How he calmly got out of his car while it was caught on fire this past weekend:
“Well the Burger King car was flame grilled at the time, pre-flame grilled. Basically it was going out, it wasn’t like it was becoming a big raging fire. In all honesty, I have been on fire before and with all of the Hans devices and all of the extra gear that we have in there now, it is almost a situation where you get yourself to calm down and be methodical and go through the steps one at a time. If the fire were getting worse, I would have been in a bit of a hurry but it was going out. So I just made sure that I kept my time and do everything right and got out the right way.”

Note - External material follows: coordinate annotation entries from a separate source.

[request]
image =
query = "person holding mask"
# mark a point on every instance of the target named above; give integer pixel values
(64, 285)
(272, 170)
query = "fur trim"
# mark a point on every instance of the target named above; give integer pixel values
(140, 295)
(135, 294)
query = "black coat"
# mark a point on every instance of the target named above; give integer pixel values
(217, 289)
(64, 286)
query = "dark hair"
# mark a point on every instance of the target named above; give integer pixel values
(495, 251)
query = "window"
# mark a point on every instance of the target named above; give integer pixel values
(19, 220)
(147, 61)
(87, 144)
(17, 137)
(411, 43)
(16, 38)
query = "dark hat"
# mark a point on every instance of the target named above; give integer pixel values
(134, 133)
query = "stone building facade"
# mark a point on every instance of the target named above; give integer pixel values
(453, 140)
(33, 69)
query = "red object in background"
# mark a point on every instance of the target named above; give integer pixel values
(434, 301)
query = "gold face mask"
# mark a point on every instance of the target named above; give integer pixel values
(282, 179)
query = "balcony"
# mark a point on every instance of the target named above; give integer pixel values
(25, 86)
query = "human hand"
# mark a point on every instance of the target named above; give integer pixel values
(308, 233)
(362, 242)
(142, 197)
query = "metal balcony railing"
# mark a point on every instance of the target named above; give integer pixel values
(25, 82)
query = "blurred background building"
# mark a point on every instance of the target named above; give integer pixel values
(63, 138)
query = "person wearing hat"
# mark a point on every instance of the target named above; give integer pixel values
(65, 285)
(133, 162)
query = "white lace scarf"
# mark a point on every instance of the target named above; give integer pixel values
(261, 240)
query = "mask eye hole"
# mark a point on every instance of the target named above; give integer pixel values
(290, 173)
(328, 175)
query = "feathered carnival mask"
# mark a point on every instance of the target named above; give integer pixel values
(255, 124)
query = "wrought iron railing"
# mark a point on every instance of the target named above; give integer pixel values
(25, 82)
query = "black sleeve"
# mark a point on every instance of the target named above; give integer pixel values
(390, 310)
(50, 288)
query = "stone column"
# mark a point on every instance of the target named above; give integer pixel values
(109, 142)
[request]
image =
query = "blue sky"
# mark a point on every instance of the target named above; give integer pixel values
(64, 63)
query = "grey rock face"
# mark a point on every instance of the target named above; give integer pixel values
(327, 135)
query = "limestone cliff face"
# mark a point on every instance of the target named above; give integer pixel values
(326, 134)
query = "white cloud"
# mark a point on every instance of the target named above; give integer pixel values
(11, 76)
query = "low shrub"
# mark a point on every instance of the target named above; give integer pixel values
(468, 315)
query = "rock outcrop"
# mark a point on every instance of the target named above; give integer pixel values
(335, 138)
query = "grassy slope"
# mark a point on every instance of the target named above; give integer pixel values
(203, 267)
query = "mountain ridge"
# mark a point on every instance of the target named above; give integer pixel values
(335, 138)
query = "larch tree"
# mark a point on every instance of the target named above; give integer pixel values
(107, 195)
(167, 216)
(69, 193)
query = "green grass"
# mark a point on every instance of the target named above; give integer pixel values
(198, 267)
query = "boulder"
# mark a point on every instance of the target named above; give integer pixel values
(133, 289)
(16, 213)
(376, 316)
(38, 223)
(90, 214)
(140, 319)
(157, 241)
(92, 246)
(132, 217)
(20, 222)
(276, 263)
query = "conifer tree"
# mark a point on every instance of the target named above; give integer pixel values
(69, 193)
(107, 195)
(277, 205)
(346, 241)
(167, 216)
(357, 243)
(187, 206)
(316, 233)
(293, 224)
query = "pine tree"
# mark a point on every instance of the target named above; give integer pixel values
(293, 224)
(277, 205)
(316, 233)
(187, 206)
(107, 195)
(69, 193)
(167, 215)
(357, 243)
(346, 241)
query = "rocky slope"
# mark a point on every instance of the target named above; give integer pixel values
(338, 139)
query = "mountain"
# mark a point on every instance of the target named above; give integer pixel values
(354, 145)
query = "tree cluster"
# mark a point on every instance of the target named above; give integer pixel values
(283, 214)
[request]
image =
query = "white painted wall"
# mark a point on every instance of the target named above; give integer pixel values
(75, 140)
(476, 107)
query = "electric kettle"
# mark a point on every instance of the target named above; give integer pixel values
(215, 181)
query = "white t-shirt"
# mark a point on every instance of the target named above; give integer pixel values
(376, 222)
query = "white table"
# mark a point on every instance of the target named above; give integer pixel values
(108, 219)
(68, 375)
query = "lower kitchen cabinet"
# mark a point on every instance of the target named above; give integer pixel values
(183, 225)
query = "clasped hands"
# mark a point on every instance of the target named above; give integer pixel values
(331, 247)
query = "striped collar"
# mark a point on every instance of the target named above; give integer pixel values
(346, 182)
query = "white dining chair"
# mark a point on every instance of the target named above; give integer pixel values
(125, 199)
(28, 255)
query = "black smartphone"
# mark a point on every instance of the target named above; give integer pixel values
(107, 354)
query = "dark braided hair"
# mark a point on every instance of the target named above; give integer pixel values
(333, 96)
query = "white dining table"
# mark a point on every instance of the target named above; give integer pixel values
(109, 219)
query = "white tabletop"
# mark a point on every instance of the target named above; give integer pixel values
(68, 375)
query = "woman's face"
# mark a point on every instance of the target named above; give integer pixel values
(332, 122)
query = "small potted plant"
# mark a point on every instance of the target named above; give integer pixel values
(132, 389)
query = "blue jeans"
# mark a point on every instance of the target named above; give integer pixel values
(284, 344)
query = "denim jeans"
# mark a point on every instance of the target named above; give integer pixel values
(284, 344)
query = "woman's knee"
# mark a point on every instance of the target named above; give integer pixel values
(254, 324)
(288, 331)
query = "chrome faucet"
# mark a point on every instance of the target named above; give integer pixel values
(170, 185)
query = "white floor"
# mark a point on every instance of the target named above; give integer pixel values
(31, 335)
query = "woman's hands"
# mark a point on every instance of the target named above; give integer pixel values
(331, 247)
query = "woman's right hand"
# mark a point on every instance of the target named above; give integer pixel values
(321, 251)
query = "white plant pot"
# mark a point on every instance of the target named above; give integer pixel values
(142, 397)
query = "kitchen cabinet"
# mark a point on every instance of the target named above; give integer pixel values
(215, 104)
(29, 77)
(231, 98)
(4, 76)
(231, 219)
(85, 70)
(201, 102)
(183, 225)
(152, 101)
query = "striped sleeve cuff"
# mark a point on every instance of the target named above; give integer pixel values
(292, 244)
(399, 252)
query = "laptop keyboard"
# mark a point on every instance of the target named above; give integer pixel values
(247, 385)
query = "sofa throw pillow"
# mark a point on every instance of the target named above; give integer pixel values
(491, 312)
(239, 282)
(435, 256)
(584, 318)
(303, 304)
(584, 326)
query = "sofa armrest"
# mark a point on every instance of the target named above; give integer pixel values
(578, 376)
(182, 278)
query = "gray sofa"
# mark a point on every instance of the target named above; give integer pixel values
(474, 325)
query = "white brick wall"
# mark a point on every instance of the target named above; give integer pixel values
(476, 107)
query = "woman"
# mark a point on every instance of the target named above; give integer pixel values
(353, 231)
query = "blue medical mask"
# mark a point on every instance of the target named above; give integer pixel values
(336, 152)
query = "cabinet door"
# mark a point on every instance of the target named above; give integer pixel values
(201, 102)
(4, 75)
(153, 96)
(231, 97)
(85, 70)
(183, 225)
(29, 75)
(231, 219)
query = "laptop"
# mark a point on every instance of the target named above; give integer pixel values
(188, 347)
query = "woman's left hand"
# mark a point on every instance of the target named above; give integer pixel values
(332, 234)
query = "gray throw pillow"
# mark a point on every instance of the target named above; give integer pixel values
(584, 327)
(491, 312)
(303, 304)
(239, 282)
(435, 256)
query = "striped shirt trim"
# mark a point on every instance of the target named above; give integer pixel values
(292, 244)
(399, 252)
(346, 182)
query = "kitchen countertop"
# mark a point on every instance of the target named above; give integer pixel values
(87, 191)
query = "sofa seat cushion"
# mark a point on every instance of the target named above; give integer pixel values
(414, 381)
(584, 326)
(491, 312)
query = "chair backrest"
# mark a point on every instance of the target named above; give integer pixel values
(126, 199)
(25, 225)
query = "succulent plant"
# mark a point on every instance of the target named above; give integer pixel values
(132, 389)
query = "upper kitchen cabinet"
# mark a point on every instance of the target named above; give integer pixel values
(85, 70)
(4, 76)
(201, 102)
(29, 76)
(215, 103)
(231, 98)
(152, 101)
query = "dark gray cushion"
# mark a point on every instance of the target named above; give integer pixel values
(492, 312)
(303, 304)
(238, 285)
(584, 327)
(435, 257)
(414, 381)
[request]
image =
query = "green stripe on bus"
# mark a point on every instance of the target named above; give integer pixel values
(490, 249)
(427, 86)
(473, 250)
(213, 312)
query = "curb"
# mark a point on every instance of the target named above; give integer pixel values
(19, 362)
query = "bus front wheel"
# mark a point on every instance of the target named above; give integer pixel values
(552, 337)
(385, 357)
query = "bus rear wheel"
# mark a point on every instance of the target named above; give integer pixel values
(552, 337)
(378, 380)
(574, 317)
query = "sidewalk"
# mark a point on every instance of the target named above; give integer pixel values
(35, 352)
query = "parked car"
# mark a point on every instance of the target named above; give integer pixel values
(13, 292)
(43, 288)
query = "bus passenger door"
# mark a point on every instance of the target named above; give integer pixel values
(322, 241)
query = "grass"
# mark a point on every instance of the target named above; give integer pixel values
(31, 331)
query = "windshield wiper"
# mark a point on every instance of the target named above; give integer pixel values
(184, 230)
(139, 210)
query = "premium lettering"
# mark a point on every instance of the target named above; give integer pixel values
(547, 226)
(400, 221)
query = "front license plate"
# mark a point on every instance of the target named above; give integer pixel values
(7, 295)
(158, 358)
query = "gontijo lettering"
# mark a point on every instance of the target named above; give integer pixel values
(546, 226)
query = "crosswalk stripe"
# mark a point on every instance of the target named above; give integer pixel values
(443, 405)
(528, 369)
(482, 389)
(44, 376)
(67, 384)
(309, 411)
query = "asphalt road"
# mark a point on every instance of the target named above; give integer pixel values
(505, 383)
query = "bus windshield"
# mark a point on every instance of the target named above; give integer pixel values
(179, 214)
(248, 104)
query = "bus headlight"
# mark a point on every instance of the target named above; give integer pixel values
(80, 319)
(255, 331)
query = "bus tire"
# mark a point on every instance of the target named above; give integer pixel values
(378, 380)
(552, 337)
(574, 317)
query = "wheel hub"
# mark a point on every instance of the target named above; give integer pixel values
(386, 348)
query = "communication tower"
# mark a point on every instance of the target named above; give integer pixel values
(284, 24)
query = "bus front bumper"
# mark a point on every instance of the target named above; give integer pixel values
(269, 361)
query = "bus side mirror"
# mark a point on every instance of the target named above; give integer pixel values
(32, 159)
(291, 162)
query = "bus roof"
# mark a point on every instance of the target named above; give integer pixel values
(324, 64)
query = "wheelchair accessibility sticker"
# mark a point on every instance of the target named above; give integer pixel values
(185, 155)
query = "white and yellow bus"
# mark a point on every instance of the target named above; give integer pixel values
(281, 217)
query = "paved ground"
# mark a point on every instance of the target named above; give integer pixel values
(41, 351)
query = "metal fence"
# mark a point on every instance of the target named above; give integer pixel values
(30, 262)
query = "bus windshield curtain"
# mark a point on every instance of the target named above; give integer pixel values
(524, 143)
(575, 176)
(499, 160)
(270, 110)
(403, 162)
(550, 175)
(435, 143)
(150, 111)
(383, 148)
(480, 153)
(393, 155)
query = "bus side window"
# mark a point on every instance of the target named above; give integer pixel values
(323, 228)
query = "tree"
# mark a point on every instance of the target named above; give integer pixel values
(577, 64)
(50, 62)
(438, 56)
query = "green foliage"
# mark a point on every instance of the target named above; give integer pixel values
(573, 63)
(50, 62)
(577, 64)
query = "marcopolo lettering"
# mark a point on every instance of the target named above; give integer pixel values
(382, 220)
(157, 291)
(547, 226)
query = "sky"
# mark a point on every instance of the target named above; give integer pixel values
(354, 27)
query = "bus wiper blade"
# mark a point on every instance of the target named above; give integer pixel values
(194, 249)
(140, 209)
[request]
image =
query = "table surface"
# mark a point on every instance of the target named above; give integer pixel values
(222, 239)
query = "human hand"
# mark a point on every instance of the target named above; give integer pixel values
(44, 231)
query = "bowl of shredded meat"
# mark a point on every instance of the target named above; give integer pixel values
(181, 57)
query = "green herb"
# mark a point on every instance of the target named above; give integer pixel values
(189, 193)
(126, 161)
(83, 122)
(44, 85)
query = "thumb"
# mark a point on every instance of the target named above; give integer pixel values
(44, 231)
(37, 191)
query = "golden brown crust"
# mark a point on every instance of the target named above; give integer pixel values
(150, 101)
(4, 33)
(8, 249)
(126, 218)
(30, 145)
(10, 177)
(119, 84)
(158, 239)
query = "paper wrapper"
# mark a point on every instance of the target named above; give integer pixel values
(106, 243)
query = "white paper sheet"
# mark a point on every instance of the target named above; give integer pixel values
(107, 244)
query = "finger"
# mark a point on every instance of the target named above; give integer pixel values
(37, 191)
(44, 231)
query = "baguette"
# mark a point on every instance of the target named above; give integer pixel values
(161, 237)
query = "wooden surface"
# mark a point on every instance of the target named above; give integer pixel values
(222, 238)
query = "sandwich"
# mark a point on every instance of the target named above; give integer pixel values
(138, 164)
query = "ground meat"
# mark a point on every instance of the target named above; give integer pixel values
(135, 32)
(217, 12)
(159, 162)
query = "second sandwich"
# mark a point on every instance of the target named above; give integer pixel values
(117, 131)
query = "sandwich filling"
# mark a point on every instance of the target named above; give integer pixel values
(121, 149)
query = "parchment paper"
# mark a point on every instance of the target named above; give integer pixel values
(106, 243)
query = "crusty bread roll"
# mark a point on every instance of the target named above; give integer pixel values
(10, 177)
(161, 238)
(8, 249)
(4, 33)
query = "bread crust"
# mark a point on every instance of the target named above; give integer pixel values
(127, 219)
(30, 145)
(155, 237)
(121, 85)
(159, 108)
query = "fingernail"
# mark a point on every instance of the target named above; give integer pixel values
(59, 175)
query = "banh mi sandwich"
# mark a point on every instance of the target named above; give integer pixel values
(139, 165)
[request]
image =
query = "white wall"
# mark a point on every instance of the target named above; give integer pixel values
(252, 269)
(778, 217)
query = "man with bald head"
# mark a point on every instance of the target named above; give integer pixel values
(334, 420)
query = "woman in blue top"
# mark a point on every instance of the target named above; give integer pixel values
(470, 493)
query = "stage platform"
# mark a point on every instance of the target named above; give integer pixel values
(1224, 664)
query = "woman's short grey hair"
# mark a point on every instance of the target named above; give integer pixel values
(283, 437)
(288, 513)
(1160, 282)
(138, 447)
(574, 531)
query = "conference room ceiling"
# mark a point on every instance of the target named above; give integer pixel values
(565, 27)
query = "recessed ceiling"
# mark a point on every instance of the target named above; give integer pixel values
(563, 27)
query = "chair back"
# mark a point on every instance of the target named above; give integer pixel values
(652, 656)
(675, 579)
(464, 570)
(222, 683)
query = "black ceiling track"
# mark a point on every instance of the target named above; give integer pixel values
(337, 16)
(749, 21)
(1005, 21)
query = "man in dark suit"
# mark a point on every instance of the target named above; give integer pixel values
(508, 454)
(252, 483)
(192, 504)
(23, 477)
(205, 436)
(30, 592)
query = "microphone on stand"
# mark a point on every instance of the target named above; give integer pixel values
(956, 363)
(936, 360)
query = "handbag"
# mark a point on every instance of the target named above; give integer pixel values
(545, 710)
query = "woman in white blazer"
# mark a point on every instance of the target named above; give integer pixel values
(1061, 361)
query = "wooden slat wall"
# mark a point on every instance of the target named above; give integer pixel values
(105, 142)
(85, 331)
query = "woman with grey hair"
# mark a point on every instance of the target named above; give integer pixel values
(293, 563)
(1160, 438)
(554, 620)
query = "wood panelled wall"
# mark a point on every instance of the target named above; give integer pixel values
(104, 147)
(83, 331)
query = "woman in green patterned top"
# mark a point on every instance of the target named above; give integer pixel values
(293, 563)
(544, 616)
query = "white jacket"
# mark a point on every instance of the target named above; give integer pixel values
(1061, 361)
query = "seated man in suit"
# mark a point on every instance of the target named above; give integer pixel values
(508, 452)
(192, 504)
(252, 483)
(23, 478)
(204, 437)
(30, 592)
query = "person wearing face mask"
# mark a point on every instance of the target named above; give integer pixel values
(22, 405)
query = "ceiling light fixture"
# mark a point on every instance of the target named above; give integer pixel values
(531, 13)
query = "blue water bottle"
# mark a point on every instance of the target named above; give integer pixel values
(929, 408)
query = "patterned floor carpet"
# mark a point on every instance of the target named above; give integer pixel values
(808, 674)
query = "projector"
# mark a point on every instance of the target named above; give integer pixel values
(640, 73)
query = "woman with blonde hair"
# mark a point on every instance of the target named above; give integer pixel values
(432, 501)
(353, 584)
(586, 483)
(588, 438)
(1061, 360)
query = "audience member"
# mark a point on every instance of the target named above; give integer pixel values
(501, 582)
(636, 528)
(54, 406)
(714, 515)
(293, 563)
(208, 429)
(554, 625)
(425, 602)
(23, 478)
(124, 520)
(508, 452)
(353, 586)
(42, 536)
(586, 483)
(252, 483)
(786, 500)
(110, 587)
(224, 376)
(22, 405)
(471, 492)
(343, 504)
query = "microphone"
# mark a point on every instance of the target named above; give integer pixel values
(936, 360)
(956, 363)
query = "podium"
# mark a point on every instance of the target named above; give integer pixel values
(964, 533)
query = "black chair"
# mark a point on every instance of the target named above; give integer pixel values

What his first reaction is when he gets into a huge car crash similar to Sunday’s:
“Well to be honest, where we were at when we went into turn 3, out of the corner of my eye I saw the #2 car ahead of us going down into the grass so you know automatically that there is going to be trouble there. But by the time I got into 3, there was so much smoke there that you couldn’t see through it enough to know where to go. The spotter couldn’t tell us where to go. Everybody was just blocking the whole race track so there was nothing you could do in that particular situation but hold on and you just sit there. We dodged three of those wrecks in the race earlier and you will be like, ‘Am I cat with nine lives? Am I going to make it through the whole night without running out? I guess four was the lucky number that we got into the fourth won.”
Whether he braces for impact when he sees a crash is imminent:
“Yeah, you do and that is just instinct. That is not something that you train for. It is not something that you try to do, it literally is a situation where you just kind of hang on. If you know you are going to hit something you hang on and go on from there. But you are better to relax. It is like anything else, you get scared you tense up.”
Whether he thinks it is good for any sport to have a player so dominant that the championship runs through him each year:
“I don’t think it is bad. Every form of a sport is about guys doing a better job than the next guy. Whether it has been the Yankees, whether it has been the Lakers, in Formula One when Ferrari and McLaren had their runs at it that is part of the sport. That is part of doing a good job. I don’t think it is bad. It shows that hard work and if anybody can find an advantage that this day in age, it pays off big.”